Director: Quentin Dupieux
Writer: Quentin Dupieux
Cast: Stephen Spinella, Roxanne Mesquida, Jack Plotnick, Wings Hauser, Ethan Cohn, Charley Koontz, Tara O’Brien
A bespectacled man stands by a dozen or so wooden chairs on a desolate highway. A police car approaches, knocking down the chairs as though they formed a driving course, and halts. A lawman climbs from out of the car’s boot, and asks the audience a series of movie-related questions, answering each one in turn with “no reason.” The police leave, and the bespectacled man turns to said audience, now part of the picture, providing them with binoculars through which to view the scene of a tire rising from the sand…
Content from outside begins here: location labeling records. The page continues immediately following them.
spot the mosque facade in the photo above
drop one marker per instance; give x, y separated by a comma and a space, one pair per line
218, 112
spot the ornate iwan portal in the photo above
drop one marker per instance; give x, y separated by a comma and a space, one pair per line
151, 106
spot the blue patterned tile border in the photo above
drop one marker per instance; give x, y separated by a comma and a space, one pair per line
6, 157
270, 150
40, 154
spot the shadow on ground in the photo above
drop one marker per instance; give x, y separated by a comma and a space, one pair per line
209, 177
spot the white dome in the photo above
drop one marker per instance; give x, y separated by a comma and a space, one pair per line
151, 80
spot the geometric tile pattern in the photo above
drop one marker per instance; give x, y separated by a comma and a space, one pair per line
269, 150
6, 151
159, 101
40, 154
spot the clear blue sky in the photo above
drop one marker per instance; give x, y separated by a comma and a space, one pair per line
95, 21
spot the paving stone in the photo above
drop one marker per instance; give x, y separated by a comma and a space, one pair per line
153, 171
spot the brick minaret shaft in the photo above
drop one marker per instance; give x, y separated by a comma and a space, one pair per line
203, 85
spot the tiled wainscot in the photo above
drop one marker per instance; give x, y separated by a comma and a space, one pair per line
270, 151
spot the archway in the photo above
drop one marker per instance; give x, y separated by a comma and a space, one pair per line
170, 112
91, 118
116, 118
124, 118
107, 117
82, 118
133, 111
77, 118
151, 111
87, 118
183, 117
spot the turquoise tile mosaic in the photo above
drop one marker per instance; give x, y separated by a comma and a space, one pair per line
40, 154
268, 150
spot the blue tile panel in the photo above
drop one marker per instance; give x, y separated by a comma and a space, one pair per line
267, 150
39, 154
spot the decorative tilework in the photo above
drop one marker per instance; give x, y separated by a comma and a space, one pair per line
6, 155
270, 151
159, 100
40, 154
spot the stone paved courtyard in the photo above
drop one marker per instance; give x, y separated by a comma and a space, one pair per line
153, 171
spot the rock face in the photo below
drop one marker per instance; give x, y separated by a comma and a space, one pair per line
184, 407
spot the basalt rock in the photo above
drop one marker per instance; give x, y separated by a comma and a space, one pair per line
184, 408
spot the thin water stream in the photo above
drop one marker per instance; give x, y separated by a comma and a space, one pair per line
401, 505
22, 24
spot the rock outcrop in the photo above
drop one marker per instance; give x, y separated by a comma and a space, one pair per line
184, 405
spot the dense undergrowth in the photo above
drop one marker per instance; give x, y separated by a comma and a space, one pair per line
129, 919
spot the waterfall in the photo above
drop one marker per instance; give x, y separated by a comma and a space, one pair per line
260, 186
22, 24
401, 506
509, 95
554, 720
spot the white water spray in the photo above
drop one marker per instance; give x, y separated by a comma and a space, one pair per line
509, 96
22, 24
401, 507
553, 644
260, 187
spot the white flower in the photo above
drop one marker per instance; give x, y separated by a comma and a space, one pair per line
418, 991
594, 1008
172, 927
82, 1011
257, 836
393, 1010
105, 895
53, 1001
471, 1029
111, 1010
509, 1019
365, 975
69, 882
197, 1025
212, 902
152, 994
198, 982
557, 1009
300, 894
Thus begins Rubber, Quentin Dupieux’s bizarre tale of Robert, a sentient car tire with the ability to make organic matter (in particular, human heads) explode. It soon becomes apparent that what was suggested by the trailer as a straightforward horror parody – think Tobe Hooper’s The Mangler, only watchable – is a clever, if somewhat smug, commentary on viewer anticipation. Probably.
Michael Haneke did a similar thing, twice, with Funny Games, though that film at least succeeded in being an effective horror despite its metafictional leanings. French music producer Quentin Dupieux, best known for creating that infectious tune for the Flat Eric Levi’s commercials under the pseudonym Mr Oizo, isn’t interested in scaring his audience. I’m not entirely sure he’s interested in making his audience think, either, despite the film’s prevailing “no reason” philosophy. Yet Rubber‘s on-screen spectators, in turn being observed by us, just about provide enough food for thought to stretch what should have been a 10 minute short into a feature length movie. And even then, it’s only 80 minutes long.
Rubber is essentially an experiment, then, but Dupieux’s second feature has marked him out as an outstanding director, if an equally pretentious filmmaker. This may well be the first movie I’ve ever watched and wished for something just a little less artsy and a bit more trashy; Rubber‘s narrative so frequently breaks the fourth wall that, while I was never bored, I was unremittingly prevented from being engrossed.
Those expecting the next Human Centipede (i.e.: a novelty-based horror movie) will hit the eject button within 15 minutes (though the exploding heads are pretty impressive), but to the movie buff who thinks they’ve seen everything cinema could possibly conjure, Rubber says think again. In this respect Rubber may evoke the old “be careful what you wish for” idiom, but I appreciated this middle finger to genre convention for what it was – stylishly shot creative masturbation. An acquired taste, for sure.
Extras: Numerous interviews with Dupieux and the cast, first camera tests, and a trailer.
Rubber will be available in the UK on 11th April, from Optimum Home Releasing.